An effective link building campaign requires one major ingredient: variation.
If you are getting backlinks for the purpose of higher rankings in the major search engines, then you need a variety of links from a variety of source types.
The goal is to get organic, natural backlinks. The kind that both visitors and search engines love most. The kind that happen naturally on their own, but that you must also push along a bit for proper content marketing...
A common mistake that bloggers and webmasters make when promoting their content is to stick to one type of link-building only. Some do mainly article marketing, others prefer social bookmarking, some blog commenting, etc.
But ideally you'll want a variety of links, coming from a variety of source types - with variation in the anchor text of the links as well.
It's unnatural, and therefore appears spammy, to get 100 new backlinks all from social bookmarking sites only, and all with the exact same anchor text. This is likely to send up a red flag, and do more harm than good to your seo strategy.
This is not effective link building. It's similar to running for a political office, and visiting all of the voting booths yourself... to cast votes for yourself.
An effective link building campaign is one that appears more like a natural buzz. Google counts links to your site as 'votes' for your content, and they are most interested in what other sites/people have to say about it than what you say.
In order to create that natural appearance for your inbound links, you use variation. You'll want to get links from blog posts, blog comments, social bookmarking sites, social media sites such as Facebook and Twitter, web pages, press releases (if appropriate), article directories, niche directories, discussion forums, etc.
You'll want a variety of anchor text in those links as well. This is best achieved by using longtail keyword phrases, or by using more than one keyword phrase that is relevant to the content on that page.
The advantage to using variation in your anchor text is that not only do your links appear more natural, which means they'll carry more weight with the major search engines, but you can achieve top rankings for more than one search phrase.
For example, I have one web page that ranks in the Top 3 for three different keyword phrases. I make sales from that page every single week (and some weeks, every day). This is due to using the three different phrases as the anchor text, and switching it up each time I get a new link to that page.
You can create an effective link building campaign by kick-starting the buzz, and with great content you'll end up with many more natural backlinks in addition to those you create yourself.
This is not something you want to do for every single web page or blog post, but it's well worth it for those pillar articles - or those pages/post you most want to rank well in the major search engines.
An effective link building strategy might include:
- Create internal links from related pages on your blog/site
- Tweet the link and ask for feedback
- Publish the link on your Facebook profile or page
- If a blog post, create pingbacks to related blog posts
- Comment on related blog posts, using your specific link in the URL field
- Published a related YouTube video, include the hyperlink in the description field
- Add the link to your niche discussion forum profiles
- Include the link in your forum signature on niche forums
- Submit relevant articles to article directories with the link in the byline
- Submit a press release (if appropriate for your content piece)
- Write guest blog posts on niche blogs, with the link in your signature
- Engage in Cross Blog Conversations with other bloggers on the topic
- Include the link with 5-10 other related links on a social bookmarking list
- If the link is to the main page, add it to niche directories
- If the link is to the main page of a blog, also add it to blog/RSS directories
If you have a really good piece of content, these strategies will kick-start a natural buzz and new unsolicited links from a variety of sources.
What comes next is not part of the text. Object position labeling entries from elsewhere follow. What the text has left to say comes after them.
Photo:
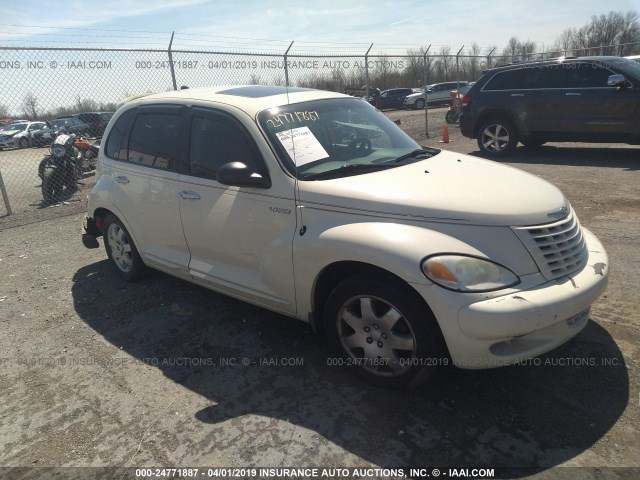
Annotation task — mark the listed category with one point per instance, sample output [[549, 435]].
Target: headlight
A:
[[58, 151], [468, 274]]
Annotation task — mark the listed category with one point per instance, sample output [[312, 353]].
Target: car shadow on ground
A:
[[627, 158], [531, 416]]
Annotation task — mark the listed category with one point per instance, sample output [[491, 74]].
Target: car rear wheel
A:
[[497, 137], [383, 333], [121, 251]]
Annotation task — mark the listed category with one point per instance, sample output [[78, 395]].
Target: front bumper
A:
[[522, 324]]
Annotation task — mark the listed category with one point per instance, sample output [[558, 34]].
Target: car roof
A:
[[602, 59], [250, 98]]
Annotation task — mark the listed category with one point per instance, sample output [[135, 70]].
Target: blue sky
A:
[[392, 26]]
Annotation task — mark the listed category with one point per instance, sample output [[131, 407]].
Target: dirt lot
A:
[[95, 372]]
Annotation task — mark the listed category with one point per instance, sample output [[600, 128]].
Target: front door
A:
[[240, 238], [143, 164]]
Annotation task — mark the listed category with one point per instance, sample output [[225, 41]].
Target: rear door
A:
[[143, 152], [590, 107], [240, 238]]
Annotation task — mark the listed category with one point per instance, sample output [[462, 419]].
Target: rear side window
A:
[[585, 75], [526, 78], [115, 147], [217, 139], [509, 80], [154, 140]]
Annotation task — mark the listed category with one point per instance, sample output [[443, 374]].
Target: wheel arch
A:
[[334, 273], [100, 213], [495, 114]]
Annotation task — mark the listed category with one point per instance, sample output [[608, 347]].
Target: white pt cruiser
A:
[[313, 204]]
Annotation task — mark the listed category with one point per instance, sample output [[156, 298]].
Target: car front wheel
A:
[[497, 137], [383, 332]]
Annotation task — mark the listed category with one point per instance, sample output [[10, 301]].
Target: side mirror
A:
[[237, 174], [617, 80]]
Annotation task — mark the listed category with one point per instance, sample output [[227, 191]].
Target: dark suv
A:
[[592, 99], [391, 98]]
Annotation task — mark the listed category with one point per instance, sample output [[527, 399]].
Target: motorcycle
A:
[[61, 170]]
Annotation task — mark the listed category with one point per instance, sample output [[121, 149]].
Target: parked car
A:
[[97, 121], [437, 94], [52, 128], [19, 135], [391, 98], [590, 99], [315, 205]]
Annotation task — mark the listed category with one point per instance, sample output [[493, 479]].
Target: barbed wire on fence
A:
[[43, 83]]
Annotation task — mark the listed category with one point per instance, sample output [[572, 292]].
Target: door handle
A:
[[189, 195]]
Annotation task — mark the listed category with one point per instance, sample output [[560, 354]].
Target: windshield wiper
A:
[[415, 153], [346, 170]]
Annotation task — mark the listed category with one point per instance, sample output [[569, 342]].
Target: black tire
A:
[[532, 143], [497, 137], [41, 168], [52, 185], [365, 316], [121, 250]]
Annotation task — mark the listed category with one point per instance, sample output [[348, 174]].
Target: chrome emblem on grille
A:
[[563, 212]]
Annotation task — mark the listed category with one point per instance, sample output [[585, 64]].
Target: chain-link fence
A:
[[47, 89]]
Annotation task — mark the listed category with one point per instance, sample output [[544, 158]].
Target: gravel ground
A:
[[99, 373]]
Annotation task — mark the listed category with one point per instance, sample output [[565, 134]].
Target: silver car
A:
[[18, 135], [437, 93]]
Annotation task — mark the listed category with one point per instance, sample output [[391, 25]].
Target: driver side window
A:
[[217, 139]]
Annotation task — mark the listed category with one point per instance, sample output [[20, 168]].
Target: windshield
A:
[[321, 138]]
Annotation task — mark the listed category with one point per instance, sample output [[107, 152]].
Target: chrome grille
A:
[[558, 248]]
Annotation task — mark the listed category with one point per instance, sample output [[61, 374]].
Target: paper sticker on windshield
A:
[[302, 145]]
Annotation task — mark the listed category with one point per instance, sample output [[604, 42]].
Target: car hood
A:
[[448, 187]]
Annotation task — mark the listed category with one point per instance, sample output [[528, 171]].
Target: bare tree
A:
[[615, 33]]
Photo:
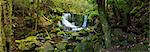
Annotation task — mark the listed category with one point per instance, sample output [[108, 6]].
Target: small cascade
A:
[[68, 26], [84, 25]]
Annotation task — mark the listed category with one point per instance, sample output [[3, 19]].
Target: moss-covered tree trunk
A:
[[104, 22], [1, 31], [7, 24]]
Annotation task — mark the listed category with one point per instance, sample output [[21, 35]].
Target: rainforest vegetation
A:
[[74, 25]]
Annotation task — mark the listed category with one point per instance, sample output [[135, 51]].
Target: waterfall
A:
[[84, 21], [68, 25]]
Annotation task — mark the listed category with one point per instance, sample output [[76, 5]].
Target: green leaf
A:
[[61, 45]]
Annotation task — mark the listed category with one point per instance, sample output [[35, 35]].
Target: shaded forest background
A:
[[113, 25]]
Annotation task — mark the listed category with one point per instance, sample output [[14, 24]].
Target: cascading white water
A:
[[73, 27]]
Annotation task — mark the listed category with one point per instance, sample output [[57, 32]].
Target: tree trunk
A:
[[7, 25], [104, 22]]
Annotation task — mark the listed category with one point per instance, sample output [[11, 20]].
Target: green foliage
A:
[[26, 44]]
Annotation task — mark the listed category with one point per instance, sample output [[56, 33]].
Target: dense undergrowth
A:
[[35, 26]]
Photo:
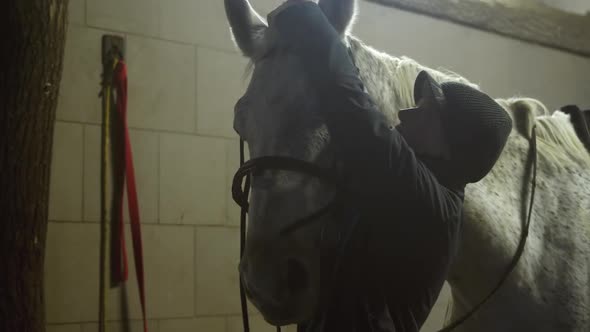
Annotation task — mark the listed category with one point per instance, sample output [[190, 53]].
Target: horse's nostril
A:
[[297, 279]]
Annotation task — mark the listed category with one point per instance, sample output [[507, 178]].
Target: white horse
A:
[[548, 290]]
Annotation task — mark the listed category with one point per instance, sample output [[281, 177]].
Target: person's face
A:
[[422, 128]]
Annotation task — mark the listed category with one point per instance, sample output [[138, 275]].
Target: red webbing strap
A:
[[120, 81]]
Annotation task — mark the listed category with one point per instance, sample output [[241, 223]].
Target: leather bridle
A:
[[240, 196]]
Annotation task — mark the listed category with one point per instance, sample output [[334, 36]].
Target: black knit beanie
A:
[[476, 127]]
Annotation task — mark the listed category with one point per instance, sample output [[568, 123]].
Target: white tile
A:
[[71, 272], [257, 323], [161, 84], [64, 328], [192, 180], [220, 83], [201, 22], [77, 12], [144, 145], [217, 257], [81, 77], [65, 192], [123, 326], [169, 275], [136, 16], [205, 324]]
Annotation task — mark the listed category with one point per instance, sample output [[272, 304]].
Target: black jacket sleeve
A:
[[376, 159]]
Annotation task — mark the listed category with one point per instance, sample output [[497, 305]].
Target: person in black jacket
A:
[[410, 178]]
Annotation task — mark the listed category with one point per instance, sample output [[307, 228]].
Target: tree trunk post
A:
[[31, 59]]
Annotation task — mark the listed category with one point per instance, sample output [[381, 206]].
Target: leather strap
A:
[[120, 81]]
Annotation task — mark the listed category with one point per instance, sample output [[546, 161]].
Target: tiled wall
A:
[[184, 77]]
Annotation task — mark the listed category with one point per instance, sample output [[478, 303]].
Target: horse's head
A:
[[276, 117]]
People may find and like your content and then stumble, tweet, bookmark, or blog about your link. And that's exactly what you want.
Sure, this is work - particularly in the beginning. But once you identify your best sources you'll find that it becomes faster and easier with time. You'll have a list of blogs in your RSS Reader, a list of niche forums you're engaged with, etc. And you can also outsource the tasks once you get a working strategy in place.
The variation in anchor text and sources is incredibly important for effective link building. Never dismiss a linking opportunity due to PageRank, Nofollow attribute, lack of option to include anchor text, etc. You need these to offset your highly optimized links... to avoid the dreaded "over-optimization" (ie: search engine manipulation, spam).